Friday, October 19, 2018

Too Hot to Handle: How Do You Read It? (4)

In which our regular writers toss around subjects a little more volatile than usual.

Tom: We haven’t done a post on commonly misunderstood Bible verses in a while, IC, so I thought that might be fun subject to get back to for a week or two. This one is a favorite, particularly south of the border:

“If my people who are called by my name humble themselves, and pray and seek my face and turn from their wicked ways, then I will hear from heaven and will forgive their sin and heal their land.”

To be fair, I’ve heard it prayed by Christians here too, beseeching the Lord that Canadians would suddenly and inexplicably vote to abolish abortion on demand, or oust Kathleen Wynne’s Liberal Ontario government, or whatever.

A God-Fearing, Christian Nation

American preacher Richard White has put together an entire sermon on this Old Testament verse, the point of which is this:
“Our situation in this nation cannot be solved by human means, we need Divine intervention to bring this country back to being a God-fearing, Christian nation.”
Immanuel Can: It seems to me that these are expressions of the old mistake of confusing national Israel with one’s own nation. And, of course, people who make this mistake always see their own particular nation as substitutable into that particular biblical promise.

Tom: Right. There are a couple of problems with that. One is that Israel had a covenant relationship with Jehovah that no other nation in history can claim. At Sinai, they as a nation bound themselves to God and to his Law with the promise “All that the Lord has spoken we will do.” God made certain promises to bless Israel contingent on her obedience, and Israel made corresponding promises to obey God’s law. Those are the “my people” of 2 Chronicles 7 — an ethnically-specific group of men and women that, at least in the beginning, professed across the board to have a unique national relationship with God. No modern nation — in fact, no other nation at any point in history — can claim that sort of relationship.

A City on a Hill

IC: Well, it IS fair to say that when America began there was a lot of Christian utopianism involved, heightened by the feeling of “a new start” that was offered by the New World. In 1630, for example, John Winthrop famously declared of the new Massachusetts Colony, “We shall be as a city upon a hill, the eyes of all people are upon us.” In the founders’ imagination, North America was destined to be the location of a totally new and totally exceptional nation, God’s nation, the one that would become all that the European (and other) nations had always failed to be.

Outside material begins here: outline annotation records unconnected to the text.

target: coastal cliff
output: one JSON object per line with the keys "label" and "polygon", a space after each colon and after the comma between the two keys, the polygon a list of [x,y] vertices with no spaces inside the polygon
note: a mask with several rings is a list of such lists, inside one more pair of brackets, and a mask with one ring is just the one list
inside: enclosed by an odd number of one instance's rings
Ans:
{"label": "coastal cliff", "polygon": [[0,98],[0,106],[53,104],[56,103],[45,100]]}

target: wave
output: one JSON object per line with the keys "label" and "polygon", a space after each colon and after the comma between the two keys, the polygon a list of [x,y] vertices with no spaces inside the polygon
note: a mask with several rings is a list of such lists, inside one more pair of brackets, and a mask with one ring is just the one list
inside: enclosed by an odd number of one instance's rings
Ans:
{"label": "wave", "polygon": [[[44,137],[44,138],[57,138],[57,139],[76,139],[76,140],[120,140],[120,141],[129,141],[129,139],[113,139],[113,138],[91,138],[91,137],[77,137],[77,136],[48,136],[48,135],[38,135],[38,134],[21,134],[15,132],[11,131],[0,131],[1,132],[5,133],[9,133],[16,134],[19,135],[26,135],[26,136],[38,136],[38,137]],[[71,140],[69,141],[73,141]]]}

That was the dream. Unfortunately, there is no more than the founders’ wishes to warrant such a declaration. Biblically speaking, there’s nothing to it. But the legend has lingered powerfully in the popular imagination.

Tom: Right. The second problem, evident from Richard White’s sermon, is the misconception that America has ever been a “God-fearing, Christian nation”. As you say, there was certainly a Christian influence upon the process of founding her. But to go from there to imagining that America’s citizens were behaving in a God-fearing way as they God-fearingly kept slaves and God-fearingly massacred native tribes and God-fearingly rebelled against Britain and had their God-fearing civil war … no. Just no. They were a nation like any other nation, and their people were a mixture of God-fearing, godless and somewhere in between, and they did both good and bad things.

The People “Called By My Name”

But even if America ever had been a God-fearing, Christian nation, it would not give them or anyone else license to claim a promise made to a covenant people.

IC: No, quite so. It is not because one calls upon God to bless one’s nation that he does so. Now, faith and obedience toward God always have benefits — for the individual, for the place where he lives, and for the people among whom he dwells — but that’s quite a different proposition than to say that God owes the entire nation special regard; especially when he’s made no promise of it.

Tom: Exactly. “Be obedient and get materially blessed” is no longer an accurate way to describe how things may be expected to go with God’s people. Sometimes God’s people do good and get evil done to them in return, as is currently happening in many places throughout the world. Sometimes God’s people do very badly and appear to be allowed to get away with it, at least in the short term, as appears to be the case in North America. But because all countries are a mixture of believers and unbelievers, usually weighted heavily toward the latter, it’s hard to imagine how an entire nation might be persuaded to repent even if repentance were guaranteed to bring about the desired consequences.

IC: The key is the identity of “the people who are called by my name”. It’s all too natural for us to think that means us: that we’re the “people” who are called by God’s name, and this is a promise for any nation that has even a nominal profession to be “Christian”. But this is a very specific promise, given to Solomon, concerning Jerusalem and the temple, and specifically directed to the only nation that has divine sanction for being associated with the name of God as a nation. There is, quite simply, no other nation on earth to which any such promise has been given — and definitely none under the New Covenant.

I have no doubt it would do our nation good to humble themselves and pray, and to seek God’s face. That sort of turning might save many people. And no doubt it would make our national politics a whole lot more savory. But it will not magically reconstitute us as “the people which are called by God’s name”.